The novel actually contains a fair few characters but they are all easy to keep hold of. Baratte stays in the house of the Monnards near the cemetery under the watchful eye of their maid Marie (thanks to a small hole in the floor of the room above his where she sleeps). Their daughter Ziguette is a haunting presence, keen to impress upon their guest that to dig up the cemetery is to dig up her own childhood. Each night he prepares himself for sleep with a repeated mantra designed to help him keep his focus.

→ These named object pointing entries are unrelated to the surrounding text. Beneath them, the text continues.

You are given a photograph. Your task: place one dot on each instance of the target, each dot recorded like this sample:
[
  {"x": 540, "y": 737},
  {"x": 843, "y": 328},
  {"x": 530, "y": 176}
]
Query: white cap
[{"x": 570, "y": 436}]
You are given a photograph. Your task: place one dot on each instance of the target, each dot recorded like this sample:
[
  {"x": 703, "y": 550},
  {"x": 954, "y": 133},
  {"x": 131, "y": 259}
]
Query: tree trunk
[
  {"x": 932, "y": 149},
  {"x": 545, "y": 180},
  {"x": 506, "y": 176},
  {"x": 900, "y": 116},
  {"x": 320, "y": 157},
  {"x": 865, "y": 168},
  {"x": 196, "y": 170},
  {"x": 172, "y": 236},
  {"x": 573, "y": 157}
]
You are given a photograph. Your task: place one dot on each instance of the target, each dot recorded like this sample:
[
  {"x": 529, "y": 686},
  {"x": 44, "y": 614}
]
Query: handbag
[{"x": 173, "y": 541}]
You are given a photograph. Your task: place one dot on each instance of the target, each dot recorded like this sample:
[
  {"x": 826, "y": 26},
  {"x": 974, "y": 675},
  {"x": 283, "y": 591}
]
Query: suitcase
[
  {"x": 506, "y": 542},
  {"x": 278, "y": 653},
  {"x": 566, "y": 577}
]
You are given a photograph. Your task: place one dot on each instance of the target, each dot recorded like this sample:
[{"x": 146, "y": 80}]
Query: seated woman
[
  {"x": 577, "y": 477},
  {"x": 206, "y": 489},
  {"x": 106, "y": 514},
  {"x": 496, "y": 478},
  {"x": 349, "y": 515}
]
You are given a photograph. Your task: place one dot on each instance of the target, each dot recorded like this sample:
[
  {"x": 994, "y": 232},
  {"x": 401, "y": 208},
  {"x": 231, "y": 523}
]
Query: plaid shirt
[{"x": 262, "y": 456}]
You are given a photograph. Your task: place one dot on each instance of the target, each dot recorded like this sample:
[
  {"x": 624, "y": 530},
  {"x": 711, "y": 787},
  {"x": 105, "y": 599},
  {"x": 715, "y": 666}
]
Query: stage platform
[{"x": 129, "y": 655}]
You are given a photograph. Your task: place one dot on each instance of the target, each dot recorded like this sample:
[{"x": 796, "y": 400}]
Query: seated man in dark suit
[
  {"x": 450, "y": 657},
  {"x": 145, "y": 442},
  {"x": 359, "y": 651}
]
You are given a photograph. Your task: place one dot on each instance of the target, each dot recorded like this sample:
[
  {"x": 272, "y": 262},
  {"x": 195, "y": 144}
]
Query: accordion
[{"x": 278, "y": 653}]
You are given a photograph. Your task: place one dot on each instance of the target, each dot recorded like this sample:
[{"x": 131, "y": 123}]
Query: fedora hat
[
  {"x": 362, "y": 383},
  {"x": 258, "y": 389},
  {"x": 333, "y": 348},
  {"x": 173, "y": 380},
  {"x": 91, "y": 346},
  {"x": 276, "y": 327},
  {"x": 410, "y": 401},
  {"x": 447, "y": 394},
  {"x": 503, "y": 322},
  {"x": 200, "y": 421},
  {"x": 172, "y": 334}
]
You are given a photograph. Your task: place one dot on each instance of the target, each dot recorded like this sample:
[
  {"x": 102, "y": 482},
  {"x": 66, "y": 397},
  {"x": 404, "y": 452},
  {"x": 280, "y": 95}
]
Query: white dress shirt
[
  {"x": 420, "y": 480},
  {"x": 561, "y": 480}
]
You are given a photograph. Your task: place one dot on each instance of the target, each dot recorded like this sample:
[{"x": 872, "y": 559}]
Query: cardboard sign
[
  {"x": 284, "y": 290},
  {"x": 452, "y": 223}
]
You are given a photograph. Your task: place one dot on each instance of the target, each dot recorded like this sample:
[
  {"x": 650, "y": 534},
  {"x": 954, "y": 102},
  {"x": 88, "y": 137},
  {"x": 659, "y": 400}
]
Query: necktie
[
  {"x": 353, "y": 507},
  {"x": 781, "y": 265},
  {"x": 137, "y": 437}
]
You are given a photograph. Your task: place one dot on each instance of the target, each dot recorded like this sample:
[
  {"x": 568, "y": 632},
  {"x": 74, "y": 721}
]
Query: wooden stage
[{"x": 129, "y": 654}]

'Who are you? I am Jean-Baptiste Baratte. Where are you from? From Bellême in Normandy. What are you? An engineer, trained at the Ecole des Ponts. What do you believe in? In the power of reason...'
To aid in his labours Baratte calls upon the services of an old friend, Lecour, with whom he used to work at the mines of Valenciennes. He brings Lecour and a gang of Flemish labourers to the city and they bring with them their own ideas of progress and the future, ideas fashioned by years of back-breaking and life-threatening labour. Both he and Lecour used to be idealists, once even made plans for a utopian city and it is soon clear that Lecour has lost none of his original passion.

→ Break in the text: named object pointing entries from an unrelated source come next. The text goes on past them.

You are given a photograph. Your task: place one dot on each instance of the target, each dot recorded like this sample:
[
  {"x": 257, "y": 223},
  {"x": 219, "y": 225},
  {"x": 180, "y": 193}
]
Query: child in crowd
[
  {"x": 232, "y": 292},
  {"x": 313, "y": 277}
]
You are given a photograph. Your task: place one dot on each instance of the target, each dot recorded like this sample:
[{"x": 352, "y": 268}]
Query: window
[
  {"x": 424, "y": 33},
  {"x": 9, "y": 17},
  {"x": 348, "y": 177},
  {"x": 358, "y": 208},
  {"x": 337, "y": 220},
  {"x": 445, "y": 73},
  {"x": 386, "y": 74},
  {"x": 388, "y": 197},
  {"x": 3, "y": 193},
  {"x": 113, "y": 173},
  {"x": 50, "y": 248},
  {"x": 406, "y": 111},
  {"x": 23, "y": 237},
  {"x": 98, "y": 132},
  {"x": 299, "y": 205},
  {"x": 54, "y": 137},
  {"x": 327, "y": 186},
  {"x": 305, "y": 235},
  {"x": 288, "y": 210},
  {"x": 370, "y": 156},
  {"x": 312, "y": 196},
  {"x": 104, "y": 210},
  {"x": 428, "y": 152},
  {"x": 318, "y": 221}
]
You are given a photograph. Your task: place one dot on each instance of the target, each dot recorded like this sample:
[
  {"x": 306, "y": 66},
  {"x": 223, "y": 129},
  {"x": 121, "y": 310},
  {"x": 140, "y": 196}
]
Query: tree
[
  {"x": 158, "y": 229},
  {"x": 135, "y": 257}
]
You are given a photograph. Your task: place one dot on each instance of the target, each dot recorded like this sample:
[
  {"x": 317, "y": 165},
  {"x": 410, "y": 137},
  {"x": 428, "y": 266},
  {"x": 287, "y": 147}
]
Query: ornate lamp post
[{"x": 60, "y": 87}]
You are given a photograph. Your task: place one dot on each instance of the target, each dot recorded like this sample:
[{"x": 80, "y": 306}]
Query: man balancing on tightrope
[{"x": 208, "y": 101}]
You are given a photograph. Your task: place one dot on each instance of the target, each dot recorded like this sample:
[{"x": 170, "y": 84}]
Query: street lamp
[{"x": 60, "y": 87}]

'...tonight, everything is as it was. Mind speaking to mind, heart speaking to heart. The fountain of youth in our breasts . . . bubbling! You know what distinguishes one man from the next? His willingness to remain unspotted while the other, out of a kind of idleness, lets his mouth fill up with soil. Grave-dirt.'
In the church by the cemetery the organist Armand still occasionally opens the stops but is also another advocate of 'the party of the future' ('It has no meeting place, no subscriptions, and yet it exists as surely as you or I. The party of the future. The party of the past. There may not be much time left to decide what side you are on.') and along with a group of fellow conspirators he dubs Baratte with a new name, Bêche (French for spade). And finally (for you, for now: there are even more characters than this) a pair of doctors are detailed to document the bodies being lifted from the ground, one of them a certain Dr Guillotin.
There's a fair bit of plot too. Revolutionary slogans appear on the walls of the cemetery, the name of Bêche now a weapon of change; Baratte is attacked and almost killed in his bed; an act of violence in the cemetery threatens to be the catalyst to undo the entire project. So there's a lot going on but rather than feeling like a historical novel burdened with detail it actually reads more like a thriller. Those of a literary bent will find most satisfaction in the figure of Baratte himself rather than the plot and characters that surround him. The way in which he wrestles with his ideas of reason and progress, his battles with desire, loneliness and responsibility; the oppression that he feels from the authority figures around him and even 'his own weakness and confusion.' There is always something that clouds his thinking, makes it hard for him to reach any clear conclusions; the stench of the cemetery, the head injury after he is attacked and the 'word blindness' that afflicts him afterwards.
Miller is also a writer who knows how to use contrast in his writing to great effect. This novel contains moments of violence and great tenderness, death and new life, friendship and enmity, terror and beauty. In much the same way that a forest fire can destroy but also bring new life, fire always threatens to be the agent of purification as well as providing one of the novel's more beautiful images as it sweeps across blades of grass 'each tip a delicate flower blooming only for a second or two.' Moments of beauty are few and far between however in this novel of decay and destruction. No matter how noble the aims, the desire to make things pure is always combined with a ruthless disregard for anything that stands in its way.